Priceless Advice from an Industry Leader

Dating back to the California Gold Rush, dreamers alike gazed upon the western horizon with visions of hitting it big and creating new life filled with ideas of fame and fortune. That spirit is alive and well, and people move to LA daily to take a chance on their dream.

For many, that talent is writing. Whether for television, movies, or literary intellects, LA is still the place to absorb eclectic energies of creativity and thrive on the experiences only the City of Angels can offer. If this article is speaking to you, Roger Wolfson, American TV writer, and screenwriter known for series such as Fairly LegalSaving GraceThe CloserLaw & Order: Special Victims Unit, and many others offer a few words of wisdom.

Wolfson’s first tip to be a writer in LA…be a writer in LA! If you want to be an industry writer, you need to be here. LA is an amazing city and an experience that an aspiring artist needs to live and breathe. Fortunately, LA has much to offer. LA is revered as a world city attracting some of the brightest, most innovative, and uniquely creative minds from all over the world. Wolfson quips not to be a wimp about traffic, as it’s just not as bad as many describe.

Once you arrive, starting reading scripts. Most amateur writers think that they can read ten scripts, and that’s enough to give them an edge. Wolfson says absolutely not! Entertainment business professionals read scripts daily. They not only read hundreds but thousands of scripts. Wolfson says, read the scripts from your favorite shows to start as you are already familiar with the end product. Work backward from there on how to dissect a scene from post-production to what was written in the script is a process that will help when it is time to create a new script from scratch.

Next, write as many scripts as you can. You learn by doing. Lay your scripts side-by-side the best script you have ever read. Compare and contrast. Is my action as snappy and as tight? Is my dialogue easy to follow? Is there as much white on the page? Wolfson says a vital lesson is to understand that fewer words are more potent than more words.

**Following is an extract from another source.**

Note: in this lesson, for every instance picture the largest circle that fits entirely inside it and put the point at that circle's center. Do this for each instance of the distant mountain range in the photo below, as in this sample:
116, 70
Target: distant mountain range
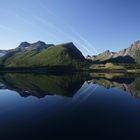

Concerning networking, Wolfson says not to focus on this and focus on your work. The best networking is to watch TV and when you see an episode you like, note who wrote it. Then find that writer on social media and say hello. Introduce yourself and perhaps offer to do something for them like reading a script or running an errand. Wolfson advises not to try this approach with head writers or series creators – that is a one in a billion proposition. Connect with the junior writers.  Look them up on IMDB. They are more approachable and – hint – they may be the series creators of the future.

Wolfson’s last gold nugget of advice is to seek mentorship. Find someone working. Never ask for their help. Offer to help them! If there is a dynamic connection, they may naturally take you under their wing if you first prove yourself useful to them.